The Council for the Defence of the British Universities (CDBU) is a group of individuals who express worries about the long-term direction of higher education policy in the United Kingdom and lobby for fundamental changes. They particularly oppose the marketisation of Higher Education in the country.

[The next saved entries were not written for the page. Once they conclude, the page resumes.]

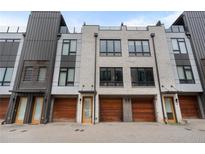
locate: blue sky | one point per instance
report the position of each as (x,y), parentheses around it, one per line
(114,18)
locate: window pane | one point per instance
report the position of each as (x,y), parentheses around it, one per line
(71,74)
(131,46)
(2,71)
(145,46)
(189,74)
(62,78)
(102,46)
(73,46)
(66,47)
(118,74)
(110,46)
(42,74)
(182,47)
(8,75)
(180,72)
(117,46)
(138,46)
(175,44)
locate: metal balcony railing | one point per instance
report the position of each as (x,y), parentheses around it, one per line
(12,29)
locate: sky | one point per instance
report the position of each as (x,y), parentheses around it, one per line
(103,18)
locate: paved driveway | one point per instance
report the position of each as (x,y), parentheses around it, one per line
(194,131)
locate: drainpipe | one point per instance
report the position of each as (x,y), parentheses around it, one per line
(158,79)
(95,35)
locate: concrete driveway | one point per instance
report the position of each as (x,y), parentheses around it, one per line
(194,131)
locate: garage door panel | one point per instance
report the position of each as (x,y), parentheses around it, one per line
(110,110)
(4,102)
(189,106)
(143,110)
(64,109)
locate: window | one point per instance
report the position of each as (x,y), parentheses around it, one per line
(42,74)
(111,76)
(179,46)
(138,48)
(69,47)
(110,48)
(5,76)
(142,77)
(66,77)
(28,73)
(185,74)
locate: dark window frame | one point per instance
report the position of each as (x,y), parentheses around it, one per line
(39,73)
(68,41)
(143,53)
(186,81)
(108,53)
(179,51)
(113,81)
(66,71)
(144,83)
(24,76)
(3,82)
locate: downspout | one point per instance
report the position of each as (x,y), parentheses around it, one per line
(158,79)
(95,35)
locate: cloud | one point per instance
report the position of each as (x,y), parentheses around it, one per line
(145,21)
(169,20)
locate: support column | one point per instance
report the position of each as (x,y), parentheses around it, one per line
(201,106)
(127,110)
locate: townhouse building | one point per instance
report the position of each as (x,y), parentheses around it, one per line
(193,23)
(102,74)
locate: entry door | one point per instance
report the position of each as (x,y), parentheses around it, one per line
(169,106)
(21,110)
(87,110)
(37,109)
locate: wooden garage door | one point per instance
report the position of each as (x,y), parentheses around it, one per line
(111,109)
(64,109)
(189,106)
(4,102)
(143,109)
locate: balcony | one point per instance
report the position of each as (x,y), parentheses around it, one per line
(175,29)
(12,29)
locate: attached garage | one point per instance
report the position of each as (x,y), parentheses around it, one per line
(4,102)
(189,106)
(111,110)
(143,110)
(64,109)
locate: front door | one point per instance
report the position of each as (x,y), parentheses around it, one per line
(37,109)
(87,110)
(170,112)
(21,110)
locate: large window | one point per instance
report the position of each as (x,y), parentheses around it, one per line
(111,76)
(5,76)
(69,47)
(66,77)
(179,46)
(185,74)
(42,74)
(110,48)
(142,77)
(28,74)
(138,48)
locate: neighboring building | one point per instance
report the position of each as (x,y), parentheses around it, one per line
(103,74)
(187,102)
(193,22)
(11,41)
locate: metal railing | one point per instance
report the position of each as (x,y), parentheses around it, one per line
(12,29)
(175,29)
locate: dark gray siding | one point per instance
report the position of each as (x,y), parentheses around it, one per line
(182,59)
(8,52)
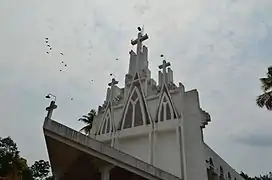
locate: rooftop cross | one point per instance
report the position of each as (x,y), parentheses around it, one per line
(139,41)
(163,67)
(113,82)
(50,109)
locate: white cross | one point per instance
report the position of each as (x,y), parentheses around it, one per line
(139,41)
(163,67)
(113,82)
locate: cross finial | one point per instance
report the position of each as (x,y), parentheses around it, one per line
(138,42)
(163,67)
(113,82)
(50,109)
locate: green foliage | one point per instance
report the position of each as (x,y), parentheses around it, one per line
(40,169)
(12,162)
(265,99)
(261,177)
(88,120)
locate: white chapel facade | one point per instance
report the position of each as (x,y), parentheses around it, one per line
(144,130)
(160,124)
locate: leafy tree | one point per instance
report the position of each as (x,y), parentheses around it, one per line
(88,120)
(265,99)
(11,163)
(40,169)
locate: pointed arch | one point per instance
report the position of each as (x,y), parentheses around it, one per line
(221,171)
(106,125)
(135,111)
(166,109)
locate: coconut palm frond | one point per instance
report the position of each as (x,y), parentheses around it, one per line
(268,102)
(265,100)
(261,100)
(266,83)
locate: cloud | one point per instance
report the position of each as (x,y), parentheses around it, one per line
(255,139)
(220,48)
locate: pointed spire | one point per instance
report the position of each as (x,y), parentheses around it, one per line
(164,72)
(138,42)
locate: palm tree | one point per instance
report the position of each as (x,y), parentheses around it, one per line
(265,99)
(88,120)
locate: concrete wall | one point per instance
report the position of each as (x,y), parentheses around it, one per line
(218,161)
(194,150)
(167,152)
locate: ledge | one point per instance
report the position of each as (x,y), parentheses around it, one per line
(71,135)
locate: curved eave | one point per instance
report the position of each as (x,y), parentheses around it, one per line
(65,147)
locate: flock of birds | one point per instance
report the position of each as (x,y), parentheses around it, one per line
(64,65)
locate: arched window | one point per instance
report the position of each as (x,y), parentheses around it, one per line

The CDBU was founded in November 2012
by 66 founding members, including
Sir Michael Atiyah, 
Sir David Attenborough,
Alan Bennett,
Sir Colin Blakemore,
Dame Ruth Deech, Baroness Deech,
Marcus du Sautoy,
Sir Deian Hopkin,
Sir Tim Hunt,
Sir Paul Nurse,
Dame Bridget Ogilvie,
David Pannick, Baron Pannick,
Sir Roger Penrose,
Martin Rees, Baron Rees of Ludlow,
Quentin Skinner, and
Sir Peter Swinnerton-Dyer.
It is incorporated in England as a not for profit company limited by guarantee.

Governance
The CDBU is run by an executive committee whose chair is Gordon Campbell. Current members of the executive committee are Dorothy Bishop, John Dainton, Tim Horder, Howard Hotson, Stephen Huggett,
James Ladyman, Sir Peter Scott, Anne Sheppard, Rowan Tomlinson, and David Wolton.
The current chair of the board of trustees (since 2020) is Rowan Williams, Baron Williams of Oystermouth.

Campaigns and activities
CDBU's three main campaigns are dealing with the Teaching Excellence Framework (TEF), precarious employment in Higher Education, and private for-profit universities. CDBU organises events
and annual lectures; the speaker of the 2019 CDBU lecture was Stephen Toope, the Vice Chancellor of Cambridge University.